Elle s’était installée sur un banc, sur une petite place à l’écart, pour revivre au soleil les péripéties de son roman favori. En lectrice rapide, elle avait déjà bien avancé dans l’intrigue et en était presque à la moitié. Il s’agissait d’une épopée à travers un monde imaginaire mettant en scène toute une galerie de personnages, dont les multiples chemins s’entremêlaient et s’éloignaient au gré du temps. Elle appréciait les belles descriptions de paysages, combinées à un rythme prenant et souvent soutenu.

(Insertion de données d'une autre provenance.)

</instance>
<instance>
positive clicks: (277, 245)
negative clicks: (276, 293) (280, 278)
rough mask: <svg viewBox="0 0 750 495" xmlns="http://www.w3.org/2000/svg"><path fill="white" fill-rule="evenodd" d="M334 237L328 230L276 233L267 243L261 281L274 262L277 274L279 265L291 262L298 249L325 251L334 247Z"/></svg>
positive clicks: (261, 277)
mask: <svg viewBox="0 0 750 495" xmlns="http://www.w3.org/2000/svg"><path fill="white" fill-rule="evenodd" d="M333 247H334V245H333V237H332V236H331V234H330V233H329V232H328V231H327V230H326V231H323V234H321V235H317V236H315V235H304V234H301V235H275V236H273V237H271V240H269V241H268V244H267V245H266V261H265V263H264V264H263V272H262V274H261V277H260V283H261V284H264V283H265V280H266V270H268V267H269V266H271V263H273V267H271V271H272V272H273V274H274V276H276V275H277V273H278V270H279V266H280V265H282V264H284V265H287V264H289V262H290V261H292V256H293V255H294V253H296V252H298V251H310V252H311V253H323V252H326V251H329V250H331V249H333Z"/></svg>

Un son de cloche dans le lointain la rappela à la réalité. Elle cessa sa lecture à regret, se leva, rangea son livre dans sa sacoche et quitta la petite place ensoleillée. Alors qu’elle suivait les rues de ce quartier tranquille de la capitale, elle remarqua une petite chapelle de pierres claires, apparemment récemment construite. Les sculptures du fronton représentaient trois anges vêtus de longues robes épurées couronnés de fleurs. Intriguée, elle entra dans le lieu saint. À l’intérieur régnait une agréable fraîcheur, mêlée à une subtile odeur d’encens. Quelques rangées de bancs sombres étaient alignées jusqu’au bout de l’allée centrale, mais aucun fidèle n’y priait. Elle remonta la nef et s’arrêta face à l’autel. Dessus était posée une statue blanche de taille moyenne représentant une femme en grande robe, dont les seuls accessoires étaient une longue ceinture et un délicat voile sur ses cheveux lâchés. Elle se tenait debout, la tête légèrement inclinée, une expression sereine et aimante sur ses traits. Un doigt devant ses lèvres, elle paraissait inviter au silence et à la contemplation. La jeune visiteuse se sentit touchée par cette belle représentation de cette Dame si bienveillante. Elle mit un genou à terre et lui adressa quelques mots en pensée :
Ô noble reine, accordez-moi votre protection et daignez veiller sur tous ceux qui recherchent le bien, particulièrement ceux qui me sont proches.
Un fin rayon de lumière traversa à cet instant le vitrail et vint illuminer le visage de la statue. La jeune femme crut la voir sourire. Puis un nuage couvrit le soleil, et l’illusion s’effaça.